El que fuera obispo de San Sebastián durante los ‘años de plomo’, José María Setién, habría suscrito con deleite las palabras del portavoz de la Conferencia Episcopal Española, Luis Argüello, bendiciendo (nunca mejor dicho) los indultos del Gobierno a los golpistas condenados. Durante la oleada de atentados contra los concejales del PP, Setién no tuvo empacho en espetar a María San Gil que «un padre no tiene por qué querer igual a todos sus hijos», en referencia a su clara preferencia por los independentistas, incluidos los encapuchados. Del mismo modo, en su comparecencia del jueves ante los medios, Argüello decidió reflejar únicamente el sentir de los prelados catalanes y sus aliados, privando de facto de representación a los defensores de

la Carta Magna, que los hay, aunque no hagan tanto ruido como los entregados al ‘prusés’. Entre los leales a España, únicamente el franciscano Jesús Sanz Montes, arzobispo de Oviedo, tuvo el coraje de dejar clara su postura en un artículo publicado en estas páginas de ABC, donde ponía de manifiesto que la unidad nacional es un bien moral que debe ser protegido. Los demás han preferido callar y asumir que «la Constitución no es un dogma» o que lo sucedido en Cataluña en octubre de 2017 es un «conflicto» que ha de ser «resuelto mediante el diálogo». En otras palabras, han brindado un respaldo impagable al presidente Sánchez y a los delincuentes perdonados sin haber mostrado arrepentimiento alguno, a costa de dejar a los pies de los caballos a la Justicia, empezando por el Tribunal Supremo, los Cuerpos y Fuerzas de Seguridad que se jugaron la vida para proteger la Ley y el orden, y los ciudadanos constitucionalistas que defienden con valentía y a un precio altísimo el Estado de derecho allá donde el poder autonómico lo quebranta sistemáticamente. O sea, a los más débiles y vulnerables. Exactamente lo mismo que sucedió durante años en el País Vasco, donde la Iglesia, con alguna honrosa excepción, mostraba una comprensión infinita hacia los terroristas, proporcional a su frialdad con las víctimas, que siguen esperando en vano un consuelo comparable a la calurosa acogida que encuentran en muchas parroquias sus verdugos liberados. No es casual que el asesino Josu Ternera resida actualmente en un convento de la Congregación del Espíritu Santo, próxima a París, o que la intermediaria habitual entre ETA y los sucesivos ejecutivos haya sido la comunidad de San Egidio.
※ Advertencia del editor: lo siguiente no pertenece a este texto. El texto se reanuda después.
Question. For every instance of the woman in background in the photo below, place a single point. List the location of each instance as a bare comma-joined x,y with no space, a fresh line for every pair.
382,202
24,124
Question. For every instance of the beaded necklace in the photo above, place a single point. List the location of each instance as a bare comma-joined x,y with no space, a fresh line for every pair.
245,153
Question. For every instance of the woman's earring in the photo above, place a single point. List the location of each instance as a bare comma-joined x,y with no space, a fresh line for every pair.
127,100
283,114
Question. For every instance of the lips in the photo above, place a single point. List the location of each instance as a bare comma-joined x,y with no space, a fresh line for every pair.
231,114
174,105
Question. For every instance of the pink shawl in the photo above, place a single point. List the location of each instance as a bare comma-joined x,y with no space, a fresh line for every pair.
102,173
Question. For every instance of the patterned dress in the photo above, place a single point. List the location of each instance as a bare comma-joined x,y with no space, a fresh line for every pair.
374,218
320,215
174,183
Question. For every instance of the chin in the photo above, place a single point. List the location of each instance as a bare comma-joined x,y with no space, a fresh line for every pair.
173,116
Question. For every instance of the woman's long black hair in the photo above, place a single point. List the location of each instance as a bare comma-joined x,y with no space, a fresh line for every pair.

La Conferencia Episcopal Española se ha alineado sin fisuras con la Tarraconense y con La Moncloa, para satisfacción de quien tiene en sus manos el futuro de la educación concertada y la negociación del IBI. Sánchez ha encontrado en nuestros mitrados un altavoz inmejorable para ensalzar su cacreada «concordia», que no es más que claudicación ante los sediciosos. La historia se repite y me trae a la memoria la pregunta que le formuló en su día Gregorio Ordóñez, periodista, al obispo de su ciudad: «Monseñor, ¿usted cree en Dios?».